Growth Outlook Moderates

Beyond sectoral trends, the report also points to a moderation in overall economic growth. Real GDP growth is projected to ease from an estimated 7.8 per cent in FY26 to around 6.5 per cent in FY27. This suggests that while the economy remains on a stable footing, momentum may soften amid global headwinds and domestic pressures.

At the same time, nominal GDP growth is expected to strengthen, rising from 9 per cent to approximately 12-13 per cent. This reflects the impact of higher prices across the economy, even as real growth moderates.

Inflation Risks Persist

Inflation remains a key concern for policymakers, particularly on the food front. The report highlights that food inflation could pose a greater risk due to an unfavourable base effect and potential weather-related disruptions during the Kharif season.

Consumer price inflation (CPI) is expected to average around 5 per cent in FY27, with certain months potentially approaching the 6 per cent mark.
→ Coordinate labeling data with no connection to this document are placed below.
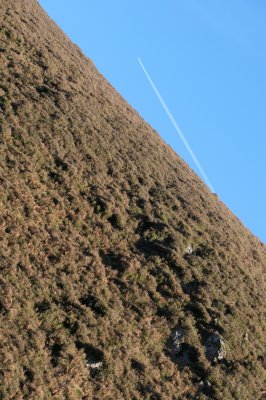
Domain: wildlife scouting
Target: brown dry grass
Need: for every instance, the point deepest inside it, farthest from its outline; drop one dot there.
(96, 215)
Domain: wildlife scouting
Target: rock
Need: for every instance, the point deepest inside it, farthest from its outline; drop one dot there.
(94, 365)
(215, 347)
(189, 250)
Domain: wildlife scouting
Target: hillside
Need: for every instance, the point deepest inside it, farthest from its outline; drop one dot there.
(121, 275)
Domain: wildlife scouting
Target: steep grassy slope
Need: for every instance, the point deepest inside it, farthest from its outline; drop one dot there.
(117, 264)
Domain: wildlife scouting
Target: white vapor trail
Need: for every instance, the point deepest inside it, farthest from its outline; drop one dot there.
(178, 130)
This places inflation close to the upper bound of the RBI’s comfort range, reinforcing the need for cautious policy calibration.

Markets Eye Energy Trends

From a market perspective, valuations, particularly in large-cap stocks, are seen as becoming increasingly attractive. The report suggests that any easing in energy prices could trigger a swift recovery in equities, potentially delivering early-teen returns for benchmark indices.

It also notes that if the current energy shock subsides, especially in the event of a geopolitical resolution such as an agreement between the US and Iran, the broader economic impact may prove temporary. In such a scenario, recent market corrections may have already priced in much of the downside risk.

Looking ahead, the report cautions that global markets may be entering a phase of more frequent geopolitical disruptions. This could lead to precautionary inventory build-ups and expansion of strategic reserves by countries, keeping crude oil prices elevated for longer periods.